Large-Scale Evolution of Image Classifiers
This work addresses the problem of reducing human effort in neural architecture design for image classification, though it is incremental as it builds on existing evolutionary methods.
The paper tackled the challenge of designing neural network architectures for image classification by using evolutionary algorithms to automatically discover models, achieving accuracies of 94.6% on CIFAR-10 and 77.0% on CIFAR-100 without human intervention.

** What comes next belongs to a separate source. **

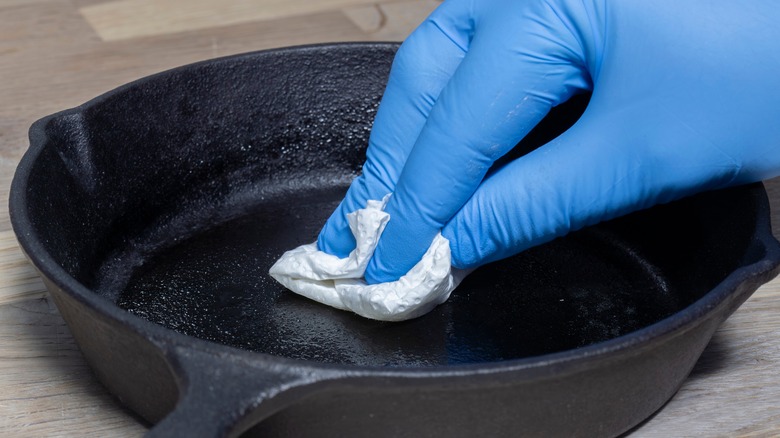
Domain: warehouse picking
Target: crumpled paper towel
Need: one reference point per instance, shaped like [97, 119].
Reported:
[338, 282]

Neural networks have proven effective at solving difficult problems but designing their architectures can be challenging, even for image classification problems alone. Our goal is to minimize human participation, so we employ evolutionary algorithms to discover such networks automatically. Despite significant computational requirements, we show that it is now possible to evolve models with accuracies within the range of those published in the last year. Specifically, we employ simple evolutionary techniques at unprecedented scales to discover models for the CIFAR-10 and CIFAR-100 datasets, starting from trivial initial conditions and reaching accuracies of 94.6% (95.6% for ensemble) and 77.0%, respectively. To do this, we use novel and intuitive mutation operators that navigate large search spaces; we stress that no human participation is required once evolution starts and that the output is a fully-trained model. Throughout this work, we place special emphasis on the repeatability of results, the variability in the outcomes and the computational requirements.